Lil Dicky at The Crescent Ballroom


Lil Dicky at The Crescent Ballroom 9/20/2014

by Vince Soltero


As explained in a PowerPoint presentation at the beginning of the show, Lil Dicky maintains that the only performer more fun than he is the magician, David Blaine. From smoking a joint on stage to dry humping an unsuspecting audience member, Dicky did his best to live up to this statement. The rapper even took off his shorts and performed in his underwear for a good portion of the show. This was what will be known as classic Dicky.

Doors opened at 7:30 at The Crescent Ballroom, not far from the Walter Cronkite School and the rest of ASU’s downtown Phoenix campus. Lil Dicky (a.k.a. David Burd) is fresh off the release of his new single and video for his song, “Lemme Freak” (September 17 2014.) And after his mixtape, So Hard, in April 2013, I couldn’t wait to see the satirical Jewish comedian rapper do his thing on stage in this intimate little venue.  I happened to get up to the third row of people, and I could see everything.

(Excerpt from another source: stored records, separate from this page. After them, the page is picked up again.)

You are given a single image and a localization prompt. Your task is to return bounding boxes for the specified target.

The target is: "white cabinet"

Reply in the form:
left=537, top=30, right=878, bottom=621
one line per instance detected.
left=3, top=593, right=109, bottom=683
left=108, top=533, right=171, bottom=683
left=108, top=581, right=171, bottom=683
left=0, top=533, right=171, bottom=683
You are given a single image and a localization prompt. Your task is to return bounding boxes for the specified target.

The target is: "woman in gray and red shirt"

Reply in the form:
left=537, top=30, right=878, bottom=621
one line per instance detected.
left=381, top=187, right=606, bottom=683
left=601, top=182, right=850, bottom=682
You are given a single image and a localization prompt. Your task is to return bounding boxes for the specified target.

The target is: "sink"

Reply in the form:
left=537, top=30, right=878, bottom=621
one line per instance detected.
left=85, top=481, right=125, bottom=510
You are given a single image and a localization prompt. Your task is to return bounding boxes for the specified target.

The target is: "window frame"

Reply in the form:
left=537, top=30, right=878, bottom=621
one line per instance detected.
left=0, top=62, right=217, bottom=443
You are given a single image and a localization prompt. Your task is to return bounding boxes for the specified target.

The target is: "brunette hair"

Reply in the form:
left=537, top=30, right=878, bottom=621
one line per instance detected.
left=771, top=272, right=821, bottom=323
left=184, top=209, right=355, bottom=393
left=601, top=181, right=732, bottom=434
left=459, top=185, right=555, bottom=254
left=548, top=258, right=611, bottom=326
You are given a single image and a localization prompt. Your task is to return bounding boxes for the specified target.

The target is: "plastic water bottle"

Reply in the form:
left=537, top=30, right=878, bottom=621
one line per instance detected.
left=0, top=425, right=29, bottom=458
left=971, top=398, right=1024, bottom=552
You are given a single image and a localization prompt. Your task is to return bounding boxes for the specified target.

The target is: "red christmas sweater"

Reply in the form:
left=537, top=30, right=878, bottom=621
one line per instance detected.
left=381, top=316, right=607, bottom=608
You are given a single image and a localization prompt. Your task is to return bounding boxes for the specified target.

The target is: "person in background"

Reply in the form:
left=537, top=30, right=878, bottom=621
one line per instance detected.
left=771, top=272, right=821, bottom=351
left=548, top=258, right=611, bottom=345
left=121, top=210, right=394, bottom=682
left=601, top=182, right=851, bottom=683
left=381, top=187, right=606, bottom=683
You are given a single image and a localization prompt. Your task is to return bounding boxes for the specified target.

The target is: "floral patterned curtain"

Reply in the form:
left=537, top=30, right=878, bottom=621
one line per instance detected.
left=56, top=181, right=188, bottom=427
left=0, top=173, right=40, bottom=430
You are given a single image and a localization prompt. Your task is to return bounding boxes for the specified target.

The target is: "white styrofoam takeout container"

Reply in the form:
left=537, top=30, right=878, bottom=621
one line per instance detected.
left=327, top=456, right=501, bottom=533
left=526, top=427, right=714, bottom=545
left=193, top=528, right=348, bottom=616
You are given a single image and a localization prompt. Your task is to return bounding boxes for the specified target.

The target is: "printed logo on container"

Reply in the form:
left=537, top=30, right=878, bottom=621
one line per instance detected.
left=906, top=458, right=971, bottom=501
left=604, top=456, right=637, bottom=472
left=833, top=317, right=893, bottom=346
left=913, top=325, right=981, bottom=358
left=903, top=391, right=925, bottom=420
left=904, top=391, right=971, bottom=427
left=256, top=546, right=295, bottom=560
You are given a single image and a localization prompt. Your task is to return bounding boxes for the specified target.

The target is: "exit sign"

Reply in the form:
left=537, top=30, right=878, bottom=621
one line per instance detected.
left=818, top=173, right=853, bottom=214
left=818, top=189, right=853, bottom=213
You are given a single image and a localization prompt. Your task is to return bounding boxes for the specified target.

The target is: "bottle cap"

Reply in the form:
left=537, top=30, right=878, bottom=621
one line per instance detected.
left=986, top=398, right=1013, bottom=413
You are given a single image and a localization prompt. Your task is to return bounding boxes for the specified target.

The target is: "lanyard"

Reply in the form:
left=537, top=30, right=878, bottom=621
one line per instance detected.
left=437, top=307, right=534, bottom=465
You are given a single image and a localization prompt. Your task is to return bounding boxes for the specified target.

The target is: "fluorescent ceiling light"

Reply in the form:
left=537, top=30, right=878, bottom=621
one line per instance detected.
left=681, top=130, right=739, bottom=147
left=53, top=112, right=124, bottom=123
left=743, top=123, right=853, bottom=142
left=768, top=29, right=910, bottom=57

“Dickheads,” the name Dicky’s loyal legion of fans, were in no shortage of their love for the rapper, shown by wearing hats labeled “dick head.” He even brought a bunch of his Caucasian fans at the show to get on stage and dance and sing along to his song, “white dude,” even acknowledging the fact that his fan base is overwhelmingly white males and apologizing to minorities and women. He guaranteed, though, he’s working on the problem.

Problem or not, this show was extremely fun. Dicky truly is an entertainer, completely willing to make his fans laugh—as if the subject matter in his lyrics didn’t already make people hysterical with an extremely quick and witty lyrics about his sexual experiences or dreams of having some experience. Squeamish people beware; maybe you haven’t heard a song about being jealous of your girlfriends ex’s penis size or smoking too much and getting too high, but hey, this is rap, no matter how different he is.

That being said, Dicky should not be overlooked. He is smart and lyrically reminiscent of younger Childish Gambino, with a comical side like The Lonely Island. Dicky embraces his differences as strengths and raps to an unrepresented crowd in the college scene. No guy in college is a ‘gangsta’ or a ‘baller.’ Dickey represents those guys out there who maybe aren’t the ones who get the girl, the ones who compare themselves to the rest of the world and see something different. Lil Dicky is worth listening to, and I predict he will become a household name in the near future when his new album, I’m a Professional Rapper comes out later this year.